In the space of about a decade, we have all become quite dependent on our satnavs and phones to guide us to the right spot while on the road, but being able to correctly specify your exact destination is not always easy. Entering an address correctly, perhaps in a foreign alphabet while travelling, can actually be quite difficult and frustrating, and that’s assuming the place you’re in has a formal address system in the first place. That assumption is simply not valid for a lot of places in the world. Even in many developed countries, there are plenty of examples of such ‘off the grid’ places. Latitude and longitude coordinates are always there as a fall-back option, but unless you know how to enter them properly, and you are sure that the numbers are correct to begin with, you may end up in totally the wrong place. Interestingly there’s now a much easier way to describe locations anywhere on the globe.

In fact, every 3x3m patch on the globe can now be pointed out using just 3 regular words. Have a look for yourself: http://what3words.com/about/

It’s quite amazing to think that three words is all it takes. It might be English words in your case or mine, but the system is available in a growing number of languages, and the algorithm works for the whole globe, so any location can be translated easily between languages. Fancy a spot of ice-fishing in Greenland this weekend? How about we try at “tracks.supplies.luminous”? Doing a bit of yachting around the British Virgin Islands? How about we anchor at “pelican.whiskers.oranges” tomorrow? How about making it easier for your guests to find your AirBnB? 🙂

The system has been designed in such a way that a small typing error will result in a location that is very far away from your intended destination if it exists at all, so you should immediately realise that you have made a mistake. For example, “pelican.whiskers.orange” is in Mali… not exactly next door to Cooper Island!

There is of course a more serious side to this technology, in that it basically gives everything on the globe an address that normal people can communicate quite easily, which means it could not only make things easier (e.g. delivering packages, finding holiday locations), but it could save lives (e.g. fighting fires, providing humanitarian aid).

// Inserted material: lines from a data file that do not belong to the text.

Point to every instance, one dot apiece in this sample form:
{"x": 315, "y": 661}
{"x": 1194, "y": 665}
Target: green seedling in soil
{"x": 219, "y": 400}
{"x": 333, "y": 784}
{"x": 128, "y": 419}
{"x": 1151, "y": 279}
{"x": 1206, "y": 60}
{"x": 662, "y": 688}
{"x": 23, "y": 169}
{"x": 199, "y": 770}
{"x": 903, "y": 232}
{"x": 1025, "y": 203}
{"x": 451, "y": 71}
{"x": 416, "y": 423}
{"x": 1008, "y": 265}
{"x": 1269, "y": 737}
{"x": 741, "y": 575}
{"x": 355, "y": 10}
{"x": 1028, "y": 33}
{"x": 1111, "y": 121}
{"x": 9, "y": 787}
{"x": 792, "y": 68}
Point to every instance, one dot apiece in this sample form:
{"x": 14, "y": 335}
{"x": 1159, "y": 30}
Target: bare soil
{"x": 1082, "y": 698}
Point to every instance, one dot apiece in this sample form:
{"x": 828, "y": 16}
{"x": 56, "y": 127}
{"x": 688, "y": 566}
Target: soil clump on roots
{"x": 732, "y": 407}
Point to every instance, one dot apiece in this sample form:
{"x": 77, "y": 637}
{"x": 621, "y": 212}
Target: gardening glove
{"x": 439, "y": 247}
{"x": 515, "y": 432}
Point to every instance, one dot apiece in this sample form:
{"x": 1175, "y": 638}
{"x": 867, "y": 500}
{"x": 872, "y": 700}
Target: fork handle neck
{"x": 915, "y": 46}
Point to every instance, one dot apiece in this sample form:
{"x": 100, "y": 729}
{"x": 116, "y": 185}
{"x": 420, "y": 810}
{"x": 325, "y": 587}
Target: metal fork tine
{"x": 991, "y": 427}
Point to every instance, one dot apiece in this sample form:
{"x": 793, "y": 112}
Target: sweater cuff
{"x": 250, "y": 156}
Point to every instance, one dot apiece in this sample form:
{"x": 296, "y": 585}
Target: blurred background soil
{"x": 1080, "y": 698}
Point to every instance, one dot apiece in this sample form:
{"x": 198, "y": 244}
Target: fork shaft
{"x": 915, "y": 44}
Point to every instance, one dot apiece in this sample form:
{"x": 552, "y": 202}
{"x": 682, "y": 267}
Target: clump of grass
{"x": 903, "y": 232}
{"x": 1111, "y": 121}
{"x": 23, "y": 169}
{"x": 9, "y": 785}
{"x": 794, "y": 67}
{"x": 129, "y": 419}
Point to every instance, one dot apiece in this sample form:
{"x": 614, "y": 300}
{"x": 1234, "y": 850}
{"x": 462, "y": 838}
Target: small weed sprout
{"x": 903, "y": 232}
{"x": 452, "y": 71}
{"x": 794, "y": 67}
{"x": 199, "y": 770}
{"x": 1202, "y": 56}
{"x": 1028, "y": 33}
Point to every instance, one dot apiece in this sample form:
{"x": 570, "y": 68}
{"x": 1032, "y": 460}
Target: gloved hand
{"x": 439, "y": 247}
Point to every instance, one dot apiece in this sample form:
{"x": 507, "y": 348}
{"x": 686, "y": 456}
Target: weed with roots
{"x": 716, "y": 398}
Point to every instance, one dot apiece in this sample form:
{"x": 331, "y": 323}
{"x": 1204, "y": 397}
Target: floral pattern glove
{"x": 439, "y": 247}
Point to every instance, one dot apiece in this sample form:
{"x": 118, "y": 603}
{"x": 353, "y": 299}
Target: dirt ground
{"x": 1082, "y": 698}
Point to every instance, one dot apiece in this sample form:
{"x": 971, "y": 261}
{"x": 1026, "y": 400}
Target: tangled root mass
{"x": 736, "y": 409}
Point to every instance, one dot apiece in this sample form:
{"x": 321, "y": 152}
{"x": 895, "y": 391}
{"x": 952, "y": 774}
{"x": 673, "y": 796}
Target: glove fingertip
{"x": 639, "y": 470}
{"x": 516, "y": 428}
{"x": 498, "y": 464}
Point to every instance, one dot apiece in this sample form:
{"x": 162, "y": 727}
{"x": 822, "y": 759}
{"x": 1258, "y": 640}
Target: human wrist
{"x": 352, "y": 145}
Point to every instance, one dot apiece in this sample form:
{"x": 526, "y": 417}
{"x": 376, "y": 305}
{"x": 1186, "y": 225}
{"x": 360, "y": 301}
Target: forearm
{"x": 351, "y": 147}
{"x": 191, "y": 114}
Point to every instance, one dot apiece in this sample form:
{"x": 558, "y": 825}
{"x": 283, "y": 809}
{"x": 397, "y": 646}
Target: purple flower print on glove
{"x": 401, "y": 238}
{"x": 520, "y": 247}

There are alternative geo-location systems out there as well (such as XADDRESS), as I found out after a bit of digging. Each of them do things a bit differently, but it’s nice to see that there are people thinking about simplifying such things and putting solutions out there.

To be clear, this is not a paid advertisement. I just stumbled across this service the other day and it not only put a smile on my face, but it got me thinking, so I decided to write about it.